Bild: Der ukrainische Präsident Wolodymyr Selensky bei seiner Rede vor dem französischen Parlament in Kyiv/Ukraine, 23.3.2022 (IMAGO / ZUMA Wire)
Für den Februar dieses Jahres hatte ich eine Forschungsreise in die Ukraine geplant. Ich bin an einem interdisziplinären Projekt zu den Herausforderungen für die liberale Werteordnung beteiligt und untersuche deren Implikationen für die Grenzen und Grenzregionen der Ukraine. Ziel meiner Reise war Charkiw, die zweitgrößte Stadt des Landes, 40 Kilometer von der russischen Grenze entfernt. Ich wollte auch Interviews in kleineren Grenzstädten der Region durchführen. Eine Covid-Welle in der Ukraine vereitelte den Plan, und ich hoffte, ihn im Frühjahr verwirklichen zu können.

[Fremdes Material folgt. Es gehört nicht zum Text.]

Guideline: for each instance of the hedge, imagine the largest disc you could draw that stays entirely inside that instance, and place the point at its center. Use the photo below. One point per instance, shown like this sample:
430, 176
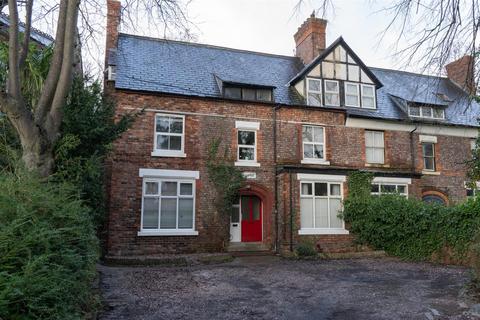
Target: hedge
48, 250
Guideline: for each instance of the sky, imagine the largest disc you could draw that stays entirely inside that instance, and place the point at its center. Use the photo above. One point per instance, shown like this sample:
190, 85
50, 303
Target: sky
269, 25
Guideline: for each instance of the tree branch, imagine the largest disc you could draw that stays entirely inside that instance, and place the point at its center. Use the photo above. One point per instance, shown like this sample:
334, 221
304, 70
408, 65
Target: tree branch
51, 81
26, 34
65, 78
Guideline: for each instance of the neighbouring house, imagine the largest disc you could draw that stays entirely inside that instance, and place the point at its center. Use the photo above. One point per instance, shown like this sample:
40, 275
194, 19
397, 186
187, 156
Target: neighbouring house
295, 126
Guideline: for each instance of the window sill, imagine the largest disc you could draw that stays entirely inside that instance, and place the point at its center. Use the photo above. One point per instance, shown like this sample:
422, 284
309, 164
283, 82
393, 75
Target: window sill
246, 164
431, 173
155, 233
312, 231
168, 154
314, 161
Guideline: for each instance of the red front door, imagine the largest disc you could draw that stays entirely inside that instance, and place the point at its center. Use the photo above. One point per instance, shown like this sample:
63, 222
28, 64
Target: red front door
251, 207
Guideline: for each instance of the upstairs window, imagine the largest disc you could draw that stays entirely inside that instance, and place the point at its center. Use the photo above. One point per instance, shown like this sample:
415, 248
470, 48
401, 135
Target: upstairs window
314, 92
248, 94
426, 112
332, 95
374, 147
428, 151
352, 94
169, 135
368, 96
313, 143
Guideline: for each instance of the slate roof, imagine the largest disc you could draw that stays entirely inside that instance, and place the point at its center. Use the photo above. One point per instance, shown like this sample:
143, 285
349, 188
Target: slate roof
37, 35
158, 65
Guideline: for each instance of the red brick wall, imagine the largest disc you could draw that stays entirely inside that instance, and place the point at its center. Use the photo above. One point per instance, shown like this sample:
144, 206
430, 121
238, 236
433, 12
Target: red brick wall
207, 120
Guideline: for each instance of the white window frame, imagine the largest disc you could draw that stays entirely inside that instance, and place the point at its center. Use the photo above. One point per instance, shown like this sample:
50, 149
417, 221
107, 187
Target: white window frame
374, 147
423, 116
249, 127
323, 144
358, 94
326, 92
434, 160
314, 91
168, 153
373, 96
159, 176
322, 178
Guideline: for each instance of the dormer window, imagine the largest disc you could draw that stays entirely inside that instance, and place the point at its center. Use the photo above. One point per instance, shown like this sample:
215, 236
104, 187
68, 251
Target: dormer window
314, 92
248, 93
418, 111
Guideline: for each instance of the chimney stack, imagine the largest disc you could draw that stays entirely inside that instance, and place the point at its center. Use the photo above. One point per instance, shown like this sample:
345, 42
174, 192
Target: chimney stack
113, 23
461, 72
310, 38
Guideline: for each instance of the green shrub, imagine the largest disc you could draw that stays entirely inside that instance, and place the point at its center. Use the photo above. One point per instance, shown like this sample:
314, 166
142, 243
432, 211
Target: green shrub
409, 228
305, 249
48, 250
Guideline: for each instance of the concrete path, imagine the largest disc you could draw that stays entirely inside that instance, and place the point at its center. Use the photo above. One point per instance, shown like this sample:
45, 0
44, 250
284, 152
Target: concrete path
272, 288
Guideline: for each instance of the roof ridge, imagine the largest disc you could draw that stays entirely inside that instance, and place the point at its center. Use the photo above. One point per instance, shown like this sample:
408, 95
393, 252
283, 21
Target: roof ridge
208, 46
409, 72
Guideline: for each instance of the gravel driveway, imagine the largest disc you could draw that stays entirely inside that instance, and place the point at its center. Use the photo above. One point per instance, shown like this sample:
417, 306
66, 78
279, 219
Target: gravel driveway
272, 288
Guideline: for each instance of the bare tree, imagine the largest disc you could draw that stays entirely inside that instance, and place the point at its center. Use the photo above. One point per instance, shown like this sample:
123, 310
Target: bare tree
38, 126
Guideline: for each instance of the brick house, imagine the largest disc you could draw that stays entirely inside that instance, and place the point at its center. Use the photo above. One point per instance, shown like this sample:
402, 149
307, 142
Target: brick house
295, 126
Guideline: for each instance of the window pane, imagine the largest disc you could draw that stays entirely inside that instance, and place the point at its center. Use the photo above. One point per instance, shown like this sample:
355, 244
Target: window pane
307, 151
321, 189
318, 134
335, 189
246, 137
175, 143
246, 153
314, 85
151, 188
233, 93
428, 149
150, 213
414, 111
169, 188
307, 134
331, 86
264, 95
168, 212
332, 99
306, 213
388, 188
248, 94
321, 213
185, 213
426, 111
429, 163
176, 125
186, 189
318, 151
438, 113
162, 124
162, 142
307, 189
335, 209
314, 99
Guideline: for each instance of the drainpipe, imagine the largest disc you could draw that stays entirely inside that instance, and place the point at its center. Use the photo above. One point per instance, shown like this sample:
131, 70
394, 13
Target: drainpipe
275, 183
412, 147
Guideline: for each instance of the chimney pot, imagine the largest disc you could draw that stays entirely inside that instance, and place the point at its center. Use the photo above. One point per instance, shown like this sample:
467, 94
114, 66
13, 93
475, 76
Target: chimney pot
461, 72
310, 38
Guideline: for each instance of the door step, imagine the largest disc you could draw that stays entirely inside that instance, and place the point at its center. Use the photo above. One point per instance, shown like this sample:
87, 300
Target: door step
248, 247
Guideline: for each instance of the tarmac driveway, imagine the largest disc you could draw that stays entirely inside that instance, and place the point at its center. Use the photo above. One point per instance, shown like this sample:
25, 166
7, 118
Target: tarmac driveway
272, 288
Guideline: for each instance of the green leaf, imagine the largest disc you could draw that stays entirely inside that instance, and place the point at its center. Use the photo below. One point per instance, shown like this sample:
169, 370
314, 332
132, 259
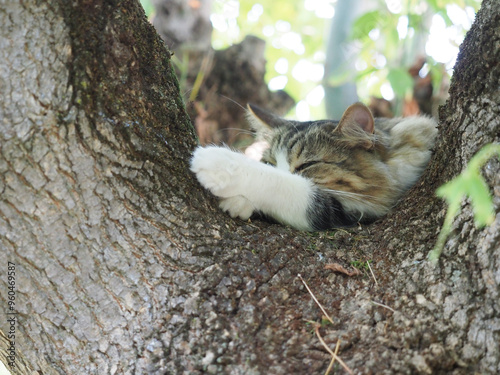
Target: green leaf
469, 183
400, 80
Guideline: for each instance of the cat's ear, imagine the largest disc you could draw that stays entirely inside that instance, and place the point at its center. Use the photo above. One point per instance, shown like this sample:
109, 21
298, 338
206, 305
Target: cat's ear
357, 117
262, 120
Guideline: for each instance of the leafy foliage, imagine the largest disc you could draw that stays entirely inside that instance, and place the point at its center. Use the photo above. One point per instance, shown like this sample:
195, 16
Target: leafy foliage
468, 184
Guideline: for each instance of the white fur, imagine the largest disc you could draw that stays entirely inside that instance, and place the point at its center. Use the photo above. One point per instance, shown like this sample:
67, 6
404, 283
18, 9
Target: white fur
247, 185
408, 163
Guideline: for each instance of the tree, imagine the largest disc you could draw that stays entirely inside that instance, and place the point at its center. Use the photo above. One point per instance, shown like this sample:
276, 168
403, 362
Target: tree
123, 264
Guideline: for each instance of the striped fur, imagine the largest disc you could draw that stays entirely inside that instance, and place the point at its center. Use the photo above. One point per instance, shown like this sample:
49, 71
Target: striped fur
322, 174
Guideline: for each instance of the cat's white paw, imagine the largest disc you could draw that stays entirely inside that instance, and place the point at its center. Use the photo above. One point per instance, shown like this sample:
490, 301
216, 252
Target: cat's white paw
237, 206
219, 170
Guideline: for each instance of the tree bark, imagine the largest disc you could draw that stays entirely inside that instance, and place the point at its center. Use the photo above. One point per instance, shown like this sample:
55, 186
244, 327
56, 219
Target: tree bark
124, 265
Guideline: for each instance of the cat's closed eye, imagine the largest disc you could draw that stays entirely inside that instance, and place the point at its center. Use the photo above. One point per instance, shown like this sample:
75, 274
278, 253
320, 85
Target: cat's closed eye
305, 166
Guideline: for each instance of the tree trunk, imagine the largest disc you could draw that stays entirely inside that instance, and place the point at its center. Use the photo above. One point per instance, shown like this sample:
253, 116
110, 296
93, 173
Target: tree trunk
124, 265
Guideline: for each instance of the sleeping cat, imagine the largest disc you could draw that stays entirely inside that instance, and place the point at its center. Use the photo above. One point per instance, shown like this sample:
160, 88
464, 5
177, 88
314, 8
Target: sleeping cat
320, 174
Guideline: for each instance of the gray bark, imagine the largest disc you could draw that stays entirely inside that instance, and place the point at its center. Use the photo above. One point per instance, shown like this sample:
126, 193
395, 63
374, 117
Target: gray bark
124, 265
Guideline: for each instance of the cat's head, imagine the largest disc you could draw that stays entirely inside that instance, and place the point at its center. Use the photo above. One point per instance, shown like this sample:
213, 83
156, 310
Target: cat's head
345, 157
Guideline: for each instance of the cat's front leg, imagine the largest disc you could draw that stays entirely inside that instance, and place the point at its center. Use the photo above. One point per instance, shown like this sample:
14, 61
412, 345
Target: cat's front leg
237, 206
247, 185
221, 171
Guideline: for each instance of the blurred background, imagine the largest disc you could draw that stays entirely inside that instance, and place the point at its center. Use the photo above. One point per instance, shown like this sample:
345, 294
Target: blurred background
309, 59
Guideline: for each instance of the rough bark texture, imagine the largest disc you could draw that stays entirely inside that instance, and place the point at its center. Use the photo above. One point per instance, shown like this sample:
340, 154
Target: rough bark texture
124, 264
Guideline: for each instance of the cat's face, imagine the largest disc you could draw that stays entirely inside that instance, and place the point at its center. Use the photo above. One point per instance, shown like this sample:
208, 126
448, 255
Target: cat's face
346, 156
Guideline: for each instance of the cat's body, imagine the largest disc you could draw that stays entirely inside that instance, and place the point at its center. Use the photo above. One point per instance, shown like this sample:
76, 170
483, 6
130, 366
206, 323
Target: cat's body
323, 174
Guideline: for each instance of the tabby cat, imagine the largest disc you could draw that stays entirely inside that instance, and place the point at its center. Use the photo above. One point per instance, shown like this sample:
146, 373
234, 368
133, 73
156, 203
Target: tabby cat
320, 174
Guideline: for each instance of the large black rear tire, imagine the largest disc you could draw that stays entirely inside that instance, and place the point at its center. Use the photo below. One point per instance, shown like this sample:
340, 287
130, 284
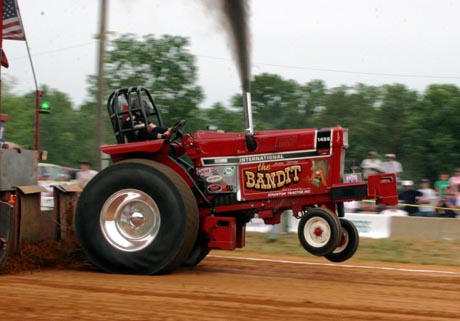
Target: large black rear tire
137, 217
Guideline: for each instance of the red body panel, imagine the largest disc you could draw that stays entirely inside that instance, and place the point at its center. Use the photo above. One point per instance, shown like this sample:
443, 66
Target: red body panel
289, 169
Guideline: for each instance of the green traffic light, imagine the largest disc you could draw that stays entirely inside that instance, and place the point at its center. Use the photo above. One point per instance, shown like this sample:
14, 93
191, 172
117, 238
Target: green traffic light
45, 105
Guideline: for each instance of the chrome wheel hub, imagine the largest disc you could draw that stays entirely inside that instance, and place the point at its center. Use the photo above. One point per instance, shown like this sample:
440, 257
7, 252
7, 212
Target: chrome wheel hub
130, 220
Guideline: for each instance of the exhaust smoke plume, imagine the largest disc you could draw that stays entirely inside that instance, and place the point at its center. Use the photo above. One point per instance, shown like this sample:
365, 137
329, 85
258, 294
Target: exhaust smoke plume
233, 16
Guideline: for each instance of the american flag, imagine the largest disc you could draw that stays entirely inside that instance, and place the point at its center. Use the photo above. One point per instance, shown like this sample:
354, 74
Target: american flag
12, 26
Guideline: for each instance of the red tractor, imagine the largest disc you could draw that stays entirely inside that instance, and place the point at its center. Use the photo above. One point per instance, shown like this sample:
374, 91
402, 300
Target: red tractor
167, 202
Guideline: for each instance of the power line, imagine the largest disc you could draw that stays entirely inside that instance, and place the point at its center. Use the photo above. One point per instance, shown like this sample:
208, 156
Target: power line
337, 70
353, 72
43, 53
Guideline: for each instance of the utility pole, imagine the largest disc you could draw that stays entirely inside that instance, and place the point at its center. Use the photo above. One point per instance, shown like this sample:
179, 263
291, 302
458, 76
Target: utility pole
100, 85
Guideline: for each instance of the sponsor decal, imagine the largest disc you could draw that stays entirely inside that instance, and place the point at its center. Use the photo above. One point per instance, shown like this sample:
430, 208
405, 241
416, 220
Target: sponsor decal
207, 171
261, 158
214, 179
266, 179
214, 188
319, 173
229, 170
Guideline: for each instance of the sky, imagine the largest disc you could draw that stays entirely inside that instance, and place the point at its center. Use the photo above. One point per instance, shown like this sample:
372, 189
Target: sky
374, 42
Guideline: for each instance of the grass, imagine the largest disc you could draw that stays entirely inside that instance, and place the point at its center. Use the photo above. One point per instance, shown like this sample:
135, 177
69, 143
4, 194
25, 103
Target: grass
415, 251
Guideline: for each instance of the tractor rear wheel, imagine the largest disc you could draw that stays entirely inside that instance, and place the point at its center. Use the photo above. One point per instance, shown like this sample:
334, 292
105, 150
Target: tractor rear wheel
137, 217
319, 231
348, 243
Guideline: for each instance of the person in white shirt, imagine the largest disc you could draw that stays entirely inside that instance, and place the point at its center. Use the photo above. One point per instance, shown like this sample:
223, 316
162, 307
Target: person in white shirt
391, 165
428, 200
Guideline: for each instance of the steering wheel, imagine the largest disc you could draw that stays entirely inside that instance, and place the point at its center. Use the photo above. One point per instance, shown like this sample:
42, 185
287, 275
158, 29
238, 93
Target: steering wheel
177, 130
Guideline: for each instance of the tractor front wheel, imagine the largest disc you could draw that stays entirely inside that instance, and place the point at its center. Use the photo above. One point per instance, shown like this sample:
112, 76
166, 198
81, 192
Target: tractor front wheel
319, 231
348, 243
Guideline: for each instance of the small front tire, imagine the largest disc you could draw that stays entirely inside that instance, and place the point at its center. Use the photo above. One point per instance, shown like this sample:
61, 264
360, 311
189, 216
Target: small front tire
319, 231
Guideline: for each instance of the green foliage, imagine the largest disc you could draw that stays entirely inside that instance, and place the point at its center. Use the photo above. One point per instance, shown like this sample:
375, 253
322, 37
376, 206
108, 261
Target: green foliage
421, 128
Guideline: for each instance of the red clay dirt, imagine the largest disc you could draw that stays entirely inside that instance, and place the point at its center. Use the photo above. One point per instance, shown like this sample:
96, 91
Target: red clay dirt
227, 286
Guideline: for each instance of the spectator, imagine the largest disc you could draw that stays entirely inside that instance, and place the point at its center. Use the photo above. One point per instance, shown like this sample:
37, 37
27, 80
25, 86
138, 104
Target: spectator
428, 200
409, 197
85, 174
393, 210
391, 165
447, 205
441, 184
371, 165
455, 181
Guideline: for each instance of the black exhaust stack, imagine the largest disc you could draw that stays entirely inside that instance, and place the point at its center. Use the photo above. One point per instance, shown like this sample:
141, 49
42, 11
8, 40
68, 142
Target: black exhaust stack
251, 143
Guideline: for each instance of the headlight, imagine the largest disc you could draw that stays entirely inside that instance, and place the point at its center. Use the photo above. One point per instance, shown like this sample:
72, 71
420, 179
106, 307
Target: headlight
345, 138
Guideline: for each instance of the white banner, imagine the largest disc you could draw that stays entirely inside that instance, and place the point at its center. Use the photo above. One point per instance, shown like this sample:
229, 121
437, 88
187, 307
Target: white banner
368, 225
373, 226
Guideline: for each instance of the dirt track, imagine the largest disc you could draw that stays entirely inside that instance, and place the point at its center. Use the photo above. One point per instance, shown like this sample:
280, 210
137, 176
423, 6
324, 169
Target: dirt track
227, 287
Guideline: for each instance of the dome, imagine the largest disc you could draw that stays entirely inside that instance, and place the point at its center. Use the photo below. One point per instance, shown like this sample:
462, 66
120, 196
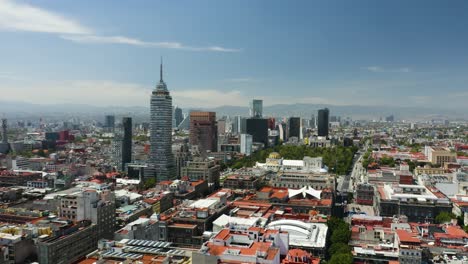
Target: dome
274, 155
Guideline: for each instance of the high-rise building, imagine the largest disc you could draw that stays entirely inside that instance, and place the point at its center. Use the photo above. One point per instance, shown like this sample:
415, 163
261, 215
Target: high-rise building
246, 144
109, 124
221, 126
4, 146
258, 128
126, 141
390, 118
204, 131
178, 116
161, 158
256, 108
200, 169
98, 207
323, 122
4, 131
181, 152
239, 125
294, 127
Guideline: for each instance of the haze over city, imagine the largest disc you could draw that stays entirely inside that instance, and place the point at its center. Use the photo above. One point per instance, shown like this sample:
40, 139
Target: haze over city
394, 53
233, 132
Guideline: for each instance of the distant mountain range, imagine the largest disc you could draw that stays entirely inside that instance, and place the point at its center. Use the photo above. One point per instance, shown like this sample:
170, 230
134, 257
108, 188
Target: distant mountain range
21, 110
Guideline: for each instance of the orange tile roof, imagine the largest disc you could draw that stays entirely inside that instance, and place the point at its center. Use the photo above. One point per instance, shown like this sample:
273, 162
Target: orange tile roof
456, 231
406, 236
222, 234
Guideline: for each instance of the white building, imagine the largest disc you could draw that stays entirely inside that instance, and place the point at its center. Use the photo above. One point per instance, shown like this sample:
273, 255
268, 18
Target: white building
276, 163
246, 144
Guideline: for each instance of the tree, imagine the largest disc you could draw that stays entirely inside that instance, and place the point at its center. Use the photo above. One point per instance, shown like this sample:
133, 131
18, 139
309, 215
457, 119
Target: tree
444, 217
343, 258
338, 248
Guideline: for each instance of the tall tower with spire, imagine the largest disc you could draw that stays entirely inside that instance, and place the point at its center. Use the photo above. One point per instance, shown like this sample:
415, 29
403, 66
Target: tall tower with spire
161, 157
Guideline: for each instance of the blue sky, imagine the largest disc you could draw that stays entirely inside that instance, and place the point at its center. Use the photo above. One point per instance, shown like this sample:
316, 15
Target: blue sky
400, 53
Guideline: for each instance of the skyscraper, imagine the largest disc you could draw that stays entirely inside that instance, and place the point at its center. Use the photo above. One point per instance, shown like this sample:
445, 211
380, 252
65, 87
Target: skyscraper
204, 131
256, 108
4, 146
178, 117
4, 131
127, 141
294, 127
246, 144
110, 123
323, 122
258, 128
161, 158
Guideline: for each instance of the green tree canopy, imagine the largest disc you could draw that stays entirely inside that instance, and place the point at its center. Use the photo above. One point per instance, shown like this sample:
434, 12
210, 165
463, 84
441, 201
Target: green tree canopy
338, 248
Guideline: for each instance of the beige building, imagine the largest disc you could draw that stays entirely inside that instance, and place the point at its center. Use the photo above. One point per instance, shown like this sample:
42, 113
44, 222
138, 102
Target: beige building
440, 155
428, 170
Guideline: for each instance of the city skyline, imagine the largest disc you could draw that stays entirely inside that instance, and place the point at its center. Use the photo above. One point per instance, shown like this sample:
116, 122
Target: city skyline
394, 54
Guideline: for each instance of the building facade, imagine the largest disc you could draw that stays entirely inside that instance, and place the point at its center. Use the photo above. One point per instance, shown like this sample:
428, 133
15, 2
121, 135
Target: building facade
204, 131
258, 128
126, 141
161, 158
256, 108
323, 122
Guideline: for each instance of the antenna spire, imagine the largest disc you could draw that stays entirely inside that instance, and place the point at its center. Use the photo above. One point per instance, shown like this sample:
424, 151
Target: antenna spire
160, 71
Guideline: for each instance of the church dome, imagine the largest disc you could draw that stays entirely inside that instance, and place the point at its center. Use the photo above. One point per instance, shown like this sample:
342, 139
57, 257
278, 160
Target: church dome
274, 155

Stattdessen sitze ich nun schon in der vierten Woche vor meinem Computer und verfolge den Krieg, den Putins Russland gegen die Ukraine entfesselt hat und der unendliches Leid über Millionen ukrainischer Familien bringt. Charkiw, ein blühendes Zentrum kulturellen und akademischen Lebens, eine Großstadt, deren Bevölkerung mehrheitlich russisch spricht, mein Geburtsort und die Heimat mehrerer Generationen meiner Familie, gleicht zunehmend Aleppo und ist nun halb leer. Allein per Bahn haben bis zum 8. März 600 000 Bewohner die Stadt verlassen.
Während ich nicht aufhören kann, die schrecklichen Bilder anzuschauen, die die Geschichten meiner Großmutter aus dem Charkiw des Zweiten Weltkriegs wiederaufleben lassen, versuchen mich Charkiwer Freunde und Kollegen aus Lwiw, Krakau, Joensuu, Berlin oder irgendwelchen Dörfern nahe der ukrainisch-ungarischen Grenze zu erreichen.